Integer PKs

The case for/against integer PKs in replication.

There have been numerous discussions on the subject of using integer versus GUID/UUID primary key values in your database. Some prefer to create the GUID/UUID on the client side, others would prefer to do it server side. These discussions have, for the most part, been motivated by the need for valid uniqueness across replicating server boundaries.

Some discussion is quite heated which betrays the emotion some people have towards this subject. We seem to own our methods and defend them with a vengeance.

I would like to investigate, here, the numerical range offered by integers in the task of primary key, and perhaps add some perspective to these arguments.

This may also serve to justify the use of FBReplicator and it’s assumed model of Integer value PKs.

Replication
Reasons for replicating

Ongoing Backup: There are many options available to a Firebird user for data backup. Database (or database) shadow, scheduled backups (gbak), hardware alternatives (e.g. RAID) and also replication.

Distributed access to data: A more common reason for database replication would be for the purpose of distributing access to server based resources. Allowing local LAN groups to access a server while the server accesses other servers on the WAN to keep data live across the organization. Certainly, when replication is carried out for this purpose, the added benefit of backup is built-in.

The effects of replication

Replication, in, and of itself, does not increase the total number of records to be inserted into a table. In some cases it is a means of distributing the task of data input. In others it offers a business model the opportunity to deliver equal levels of technology to geographically separated input stations.
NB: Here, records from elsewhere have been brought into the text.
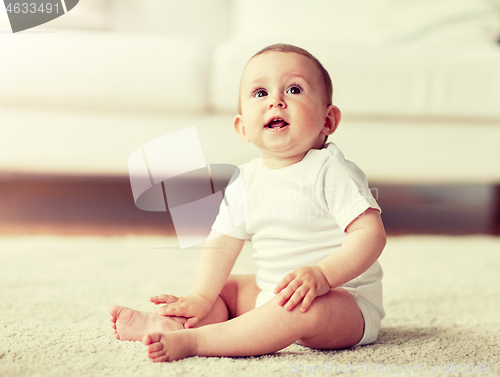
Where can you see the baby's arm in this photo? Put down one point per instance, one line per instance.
(364, 243)
(216, 262)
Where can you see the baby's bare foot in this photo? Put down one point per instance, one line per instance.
(171, 346)
(131, 324)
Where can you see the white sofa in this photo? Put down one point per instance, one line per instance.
(418, 82)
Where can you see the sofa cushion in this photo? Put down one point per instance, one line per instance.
(103, 70)
(381, 22)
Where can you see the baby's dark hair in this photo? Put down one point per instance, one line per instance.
(283, 47)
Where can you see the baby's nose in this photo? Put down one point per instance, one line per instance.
(276, 102)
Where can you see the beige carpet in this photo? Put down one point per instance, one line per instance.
(442, 298)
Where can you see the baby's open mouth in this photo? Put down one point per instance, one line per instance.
(276, 123)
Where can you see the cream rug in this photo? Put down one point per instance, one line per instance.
(442, 298)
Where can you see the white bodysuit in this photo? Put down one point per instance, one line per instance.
(296, 216)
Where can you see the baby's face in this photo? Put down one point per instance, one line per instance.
(283, 111)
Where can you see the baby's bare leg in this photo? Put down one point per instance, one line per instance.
(334, 321)
(237, 297)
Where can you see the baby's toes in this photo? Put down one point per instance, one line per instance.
(160, 359)
(155, 347)
(155, 355)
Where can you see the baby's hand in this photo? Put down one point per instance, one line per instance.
(194, 307)
(304, 284)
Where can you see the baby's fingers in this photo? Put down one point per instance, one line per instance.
(191, 322)
(307, 301)
(163, 299)
(284, 282)
(295, 299)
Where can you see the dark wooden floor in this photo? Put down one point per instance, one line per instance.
(32, 204)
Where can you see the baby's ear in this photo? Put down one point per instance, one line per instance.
(332, 120)
(239, 127)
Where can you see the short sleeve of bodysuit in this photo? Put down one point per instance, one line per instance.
(344, 190)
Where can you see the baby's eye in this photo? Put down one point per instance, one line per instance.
(260, 93)
(295, 89)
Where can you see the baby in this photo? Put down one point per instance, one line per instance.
(312, 220)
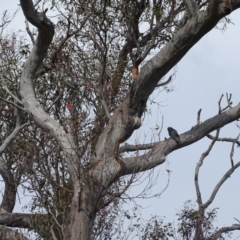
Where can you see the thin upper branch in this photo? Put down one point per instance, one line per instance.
(9, 196)
(222, 230)
(217, 187)
(199, 164)
(192, 6)
(138, 147)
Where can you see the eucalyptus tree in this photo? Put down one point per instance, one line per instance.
(73, 94)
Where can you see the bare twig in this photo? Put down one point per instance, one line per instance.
(217, 187)
(233, 140)
(198, 117)
(165, 83)
(28, 31)
(213, 7)
(199, 164)
(132, 148)
(15, 105)
(229, 100)
(192, 7)
(219, 104)
(232, 151)
(222, 230)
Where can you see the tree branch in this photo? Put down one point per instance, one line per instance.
(168, 56)
(21, 220)
(232, 140)
(158, 154)
(6, 233)
(138, 147)
(10, 191)
(192, 7)
(222, 230)
(217, 187)
(31, 104)
(199, 164)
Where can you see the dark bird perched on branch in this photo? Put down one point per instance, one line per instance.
(174, 135)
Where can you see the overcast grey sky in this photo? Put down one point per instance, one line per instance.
(210, 68)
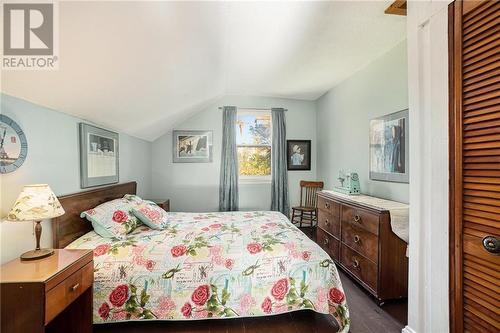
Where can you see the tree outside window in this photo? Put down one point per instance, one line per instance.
(253, 139)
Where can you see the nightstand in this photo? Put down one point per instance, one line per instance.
(163, 203)
(52, 294)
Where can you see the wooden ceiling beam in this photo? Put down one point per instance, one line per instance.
(398, 7)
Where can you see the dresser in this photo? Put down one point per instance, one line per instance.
(52, 294)
(360, 240)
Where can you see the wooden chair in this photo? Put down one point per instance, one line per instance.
(307, 211)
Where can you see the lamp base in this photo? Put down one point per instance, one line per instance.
(37, 254)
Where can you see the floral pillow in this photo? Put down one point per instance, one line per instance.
(151, 215)
(113, 218)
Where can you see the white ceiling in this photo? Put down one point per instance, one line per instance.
(141, 67)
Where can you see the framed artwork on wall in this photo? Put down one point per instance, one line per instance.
(99, 160)
(389, 148)
(298, 154)
(192, 146)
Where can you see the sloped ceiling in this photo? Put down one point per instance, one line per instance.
(141, 67)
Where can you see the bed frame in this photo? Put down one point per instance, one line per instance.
(70, 226)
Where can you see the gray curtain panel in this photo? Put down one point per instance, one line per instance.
(228, 186)
(279, 184)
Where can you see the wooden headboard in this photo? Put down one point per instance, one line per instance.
(70, 226)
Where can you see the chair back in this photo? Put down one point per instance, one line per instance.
(308, 192)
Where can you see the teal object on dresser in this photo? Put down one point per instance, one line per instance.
(351, 187)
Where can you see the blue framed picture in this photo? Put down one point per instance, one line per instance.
(389, 148)
(99, 156)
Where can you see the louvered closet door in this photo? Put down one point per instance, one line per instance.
(475, 165)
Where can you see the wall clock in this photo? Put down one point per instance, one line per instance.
(13, 145)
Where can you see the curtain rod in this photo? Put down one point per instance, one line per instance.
(257, 109)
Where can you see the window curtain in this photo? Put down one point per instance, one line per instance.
(279, 183)
(228, 186)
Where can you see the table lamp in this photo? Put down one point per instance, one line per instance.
(36, 203)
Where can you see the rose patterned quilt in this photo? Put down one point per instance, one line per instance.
(213, 265)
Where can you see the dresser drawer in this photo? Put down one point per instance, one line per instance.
(328, 243)
(329, 223)
(328, 206)
(361, 218)
(67, 291)
(360, 240)
(359, 266)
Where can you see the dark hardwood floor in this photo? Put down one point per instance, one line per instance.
(366, 317)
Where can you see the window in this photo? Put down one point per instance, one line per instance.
(253, 138)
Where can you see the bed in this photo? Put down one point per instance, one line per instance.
(203, 265)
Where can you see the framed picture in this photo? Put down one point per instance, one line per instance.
(98, 156)
(298, 154)
(192, 147)
(389, 158)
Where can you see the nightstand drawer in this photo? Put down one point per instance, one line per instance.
(328, 206)
(359, 266)
(360, 240)
(328, 243)
(329, 223)
(59, 297)
(361, 218)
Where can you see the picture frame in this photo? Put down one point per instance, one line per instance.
(389, 148)
(192, 146)
(298, 155)
(99, 156)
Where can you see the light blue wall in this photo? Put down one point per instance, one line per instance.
(195, 186)
(343, 116)
(53, 158)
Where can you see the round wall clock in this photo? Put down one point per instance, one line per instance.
(13, 145)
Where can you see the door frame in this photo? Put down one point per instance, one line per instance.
(455, 165)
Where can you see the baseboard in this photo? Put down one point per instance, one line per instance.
(408, 329)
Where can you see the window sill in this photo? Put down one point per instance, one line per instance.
(254, 180)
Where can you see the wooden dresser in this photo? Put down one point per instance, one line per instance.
(360, 240)
(52, 294)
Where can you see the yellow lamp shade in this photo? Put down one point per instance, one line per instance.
(35, 203)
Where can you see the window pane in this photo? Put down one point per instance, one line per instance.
(253, 129)
(254, 161)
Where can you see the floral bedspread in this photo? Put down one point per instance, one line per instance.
(213, 265)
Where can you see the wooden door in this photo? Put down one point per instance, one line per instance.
(474, 166)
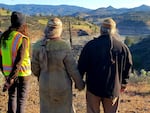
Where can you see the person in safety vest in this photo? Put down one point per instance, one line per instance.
(106, 61)
(15, 62)
(53, 63)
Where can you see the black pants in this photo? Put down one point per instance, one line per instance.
(17, 95)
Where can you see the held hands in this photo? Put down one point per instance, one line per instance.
(81, 86)
(123, 87)
(8, 83)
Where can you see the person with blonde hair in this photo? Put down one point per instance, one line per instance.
(106, 61)
(54, 65)
(15, 62)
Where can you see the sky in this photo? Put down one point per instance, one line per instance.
(91, 4)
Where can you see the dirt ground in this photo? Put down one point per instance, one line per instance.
(136, 99)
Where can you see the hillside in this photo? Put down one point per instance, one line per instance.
(141, 54)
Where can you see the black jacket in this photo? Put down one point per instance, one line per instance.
(106, 62)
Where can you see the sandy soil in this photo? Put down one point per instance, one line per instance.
(136, 99)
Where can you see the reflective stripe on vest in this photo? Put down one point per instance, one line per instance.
(9, 54)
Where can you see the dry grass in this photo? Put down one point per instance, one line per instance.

In only very few, it will deliver the possibility of increasing the overall size of the combined and expected databases and in these cases, the increase may only be marginal.

Replication is most often a variety of technological delivery, it is not necessarily a means of changing the underlying business model. If you are recording the number of property sales in a country, then deciding to replicate your servers which record this information does not increase the number of property sales which will take place in any one year. In terms of the technology of delivery, this number remains static.

If you are recording transactions in a department store (or the like) which has “unknown” growth potential, then this unknown growth potential will not be any less or more unknown just because you choose to include a replication process. Your expectations of total sales transactions should be planned under the guidance of a marketing department which would like to “sell multiple items to everyone in the world”. But there will undoubtedly be many factors which clearly put an upper limit on this “unknown”. See below.

The introduction of replication should be accompanied by a means of territorializing the data to be input. The data belongs to “this store” or “this branch” or “this state” etc. It’s not much good having duplicates of the same data across different servers. In fact, replication could be regarded as a means of reducing duplication since territorializing your data may reduce the total number of records across all data stores.

There is one significant disadvantage to the process of replication when we speak of the finite size of integers and the distribution of the record input process. All the schemes known to me (see below for a separate discussion) where integers are involved require that certain bands of values be assigned to each station. Under such a scheme, where some stations use many more values in their band compared with other stations which use only few in their band, an artificial upper limit may be imposed on those heavy traffic stations while the low traffic stations may end up monopolizing large bands and with low utilization. There is one method, explained later, which minimizes this effect. In contrast, the use of GUID/UUIDs for PKs result in an infinite range of values but a more finite time span for their use. In theory, the GUID/UUID solution can also be regarded as finite but in practice it is indeed infinite.{mospagebreak}

Integers

Relatively recently we have moved into the world of 64bit integer computing. The change in range from 32 bit integer computing is at times incomprehensible.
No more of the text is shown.